Likewise, no effect of maternal WBC count on C19MC microRNA gene expression levels of any of the microRNAs in the group of PPROM patients was demonstrated. Both CRP and leukocyte levels were shown to be increased in serum of patients preceding PPROM (46,100). Nevertheless, maternal WBC count and CRP levels are not specific to intrauterine infections and may be influenced by other factors (101). However, in the group of patients with PTB a positive correlation between 3 out of 15 studied C19MC microRNAs (miR-512-5p, miR-515-5p and miR-519e-5p) and maternal WBC count was identified. A trend towards upregulation was observed for other 3 C19MC microRNAs (miR-516-5p, miR-518b and miR-520h) in the group of PTB patients with increased WBC levels.

Nevertheless, in PPROM group all examined C19MC microRNAs displayed decreased expression with advancing gestational age, which suggests a functional involvement of microRNAs in the translational inhibition of multiple mRNA targets. Parallel, Montenegro et al (51) brought similar finding for other 13 microRNAs (miR-199b, miR-373, miR-218, miR-154, miR-338, miR-198, miR-214, miR-370, miR-213, miR-107, miR-199a, miR-222, and miR-330), whose levels were also decreased with advancing gestational age, but this study was performed on chorioamniotic membranes in patients with preterm labor without histologic chorioamnionitis.

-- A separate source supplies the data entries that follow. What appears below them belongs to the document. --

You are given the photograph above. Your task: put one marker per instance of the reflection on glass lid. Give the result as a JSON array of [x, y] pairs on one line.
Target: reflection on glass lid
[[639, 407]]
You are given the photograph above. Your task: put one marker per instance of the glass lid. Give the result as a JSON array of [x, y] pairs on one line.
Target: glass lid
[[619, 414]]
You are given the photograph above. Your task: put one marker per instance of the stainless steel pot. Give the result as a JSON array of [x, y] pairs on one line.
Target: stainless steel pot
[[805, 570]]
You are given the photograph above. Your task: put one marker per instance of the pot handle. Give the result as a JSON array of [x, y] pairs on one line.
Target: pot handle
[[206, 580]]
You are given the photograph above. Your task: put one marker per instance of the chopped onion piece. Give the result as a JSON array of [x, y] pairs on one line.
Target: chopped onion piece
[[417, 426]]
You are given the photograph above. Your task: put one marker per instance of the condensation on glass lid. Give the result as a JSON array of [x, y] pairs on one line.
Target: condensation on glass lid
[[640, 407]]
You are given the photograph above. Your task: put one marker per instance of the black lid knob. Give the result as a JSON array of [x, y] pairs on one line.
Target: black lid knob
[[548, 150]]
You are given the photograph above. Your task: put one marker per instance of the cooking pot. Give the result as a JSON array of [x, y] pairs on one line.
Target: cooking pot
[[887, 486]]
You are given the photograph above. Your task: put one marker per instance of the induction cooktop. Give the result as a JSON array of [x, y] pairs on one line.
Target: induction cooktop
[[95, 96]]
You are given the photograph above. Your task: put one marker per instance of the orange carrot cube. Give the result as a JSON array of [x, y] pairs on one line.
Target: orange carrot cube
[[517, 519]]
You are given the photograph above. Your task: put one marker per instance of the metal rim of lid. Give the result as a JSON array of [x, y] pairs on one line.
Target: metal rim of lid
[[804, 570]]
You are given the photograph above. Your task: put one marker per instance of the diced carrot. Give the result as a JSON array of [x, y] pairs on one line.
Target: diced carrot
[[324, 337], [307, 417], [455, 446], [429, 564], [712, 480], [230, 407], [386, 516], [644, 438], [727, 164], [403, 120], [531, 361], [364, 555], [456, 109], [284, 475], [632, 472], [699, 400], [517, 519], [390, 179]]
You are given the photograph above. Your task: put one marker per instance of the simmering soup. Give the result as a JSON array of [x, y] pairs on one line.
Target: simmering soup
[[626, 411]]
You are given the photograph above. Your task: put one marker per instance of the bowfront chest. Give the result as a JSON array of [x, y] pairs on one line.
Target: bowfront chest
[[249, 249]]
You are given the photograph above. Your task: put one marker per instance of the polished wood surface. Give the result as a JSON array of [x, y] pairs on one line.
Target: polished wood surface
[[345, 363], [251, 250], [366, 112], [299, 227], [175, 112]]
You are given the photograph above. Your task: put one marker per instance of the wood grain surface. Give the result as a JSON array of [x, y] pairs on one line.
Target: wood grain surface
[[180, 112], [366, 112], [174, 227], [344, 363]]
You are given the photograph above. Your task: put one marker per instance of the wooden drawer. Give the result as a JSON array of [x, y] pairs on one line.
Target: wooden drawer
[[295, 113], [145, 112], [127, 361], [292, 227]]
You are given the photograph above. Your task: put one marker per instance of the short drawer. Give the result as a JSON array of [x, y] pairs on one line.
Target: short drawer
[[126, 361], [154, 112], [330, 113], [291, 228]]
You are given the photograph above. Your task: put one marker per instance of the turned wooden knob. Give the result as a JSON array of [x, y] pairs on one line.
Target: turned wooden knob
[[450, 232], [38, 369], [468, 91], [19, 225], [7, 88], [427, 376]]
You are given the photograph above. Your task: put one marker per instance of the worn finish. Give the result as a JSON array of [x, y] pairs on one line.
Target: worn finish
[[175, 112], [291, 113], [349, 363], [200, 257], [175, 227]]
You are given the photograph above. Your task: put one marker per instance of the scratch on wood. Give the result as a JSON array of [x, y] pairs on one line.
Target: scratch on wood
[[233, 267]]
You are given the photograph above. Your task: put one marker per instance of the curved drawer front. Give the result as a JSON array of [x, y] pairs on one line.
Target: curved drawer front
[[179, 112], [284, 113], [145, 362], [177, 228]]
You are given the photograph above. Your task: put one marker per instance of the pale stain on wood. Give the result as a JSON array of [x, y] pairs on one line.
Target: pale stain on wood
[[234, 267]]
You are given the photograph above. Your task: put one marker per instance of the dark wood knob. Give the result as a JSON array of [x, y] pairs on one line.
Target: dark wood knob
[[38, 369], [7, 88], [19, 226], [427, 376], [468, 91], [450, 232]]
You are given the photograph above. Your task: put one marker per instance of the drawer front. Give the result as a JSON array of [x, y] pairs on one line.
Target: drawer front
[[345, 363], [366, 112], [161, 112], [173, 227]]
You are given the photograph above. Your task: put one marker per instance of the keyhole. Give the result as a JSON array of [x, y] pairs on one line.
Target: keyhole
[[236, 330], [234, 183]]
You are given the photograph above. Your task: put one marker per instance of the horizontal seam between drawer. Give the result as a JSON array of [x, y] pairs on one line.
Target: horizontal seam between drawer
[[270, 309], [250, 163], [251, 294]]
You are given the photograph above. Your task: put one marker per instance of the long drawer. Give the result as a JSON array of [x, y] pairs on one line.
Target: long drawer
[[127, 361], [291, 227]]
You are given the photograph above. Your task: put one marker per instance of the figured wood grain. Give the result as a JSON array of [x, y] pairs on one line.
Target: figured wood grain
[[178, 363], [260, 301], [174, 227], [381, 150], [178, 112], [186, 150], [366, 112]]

In conclusion, this study demonstrated for the first time that PPROM and PTB were associated with altered C19MC microRNA expression profile. The expression profile of placental specific microRNAs was the most distinct between PTB group and women at term in labor, and between gestational age-matched PPROM and PTB groups.

Acknowledgements

The study was supported by the Charles University research programmes (nos. PRVOUK P32 and 260275/SVV/2016).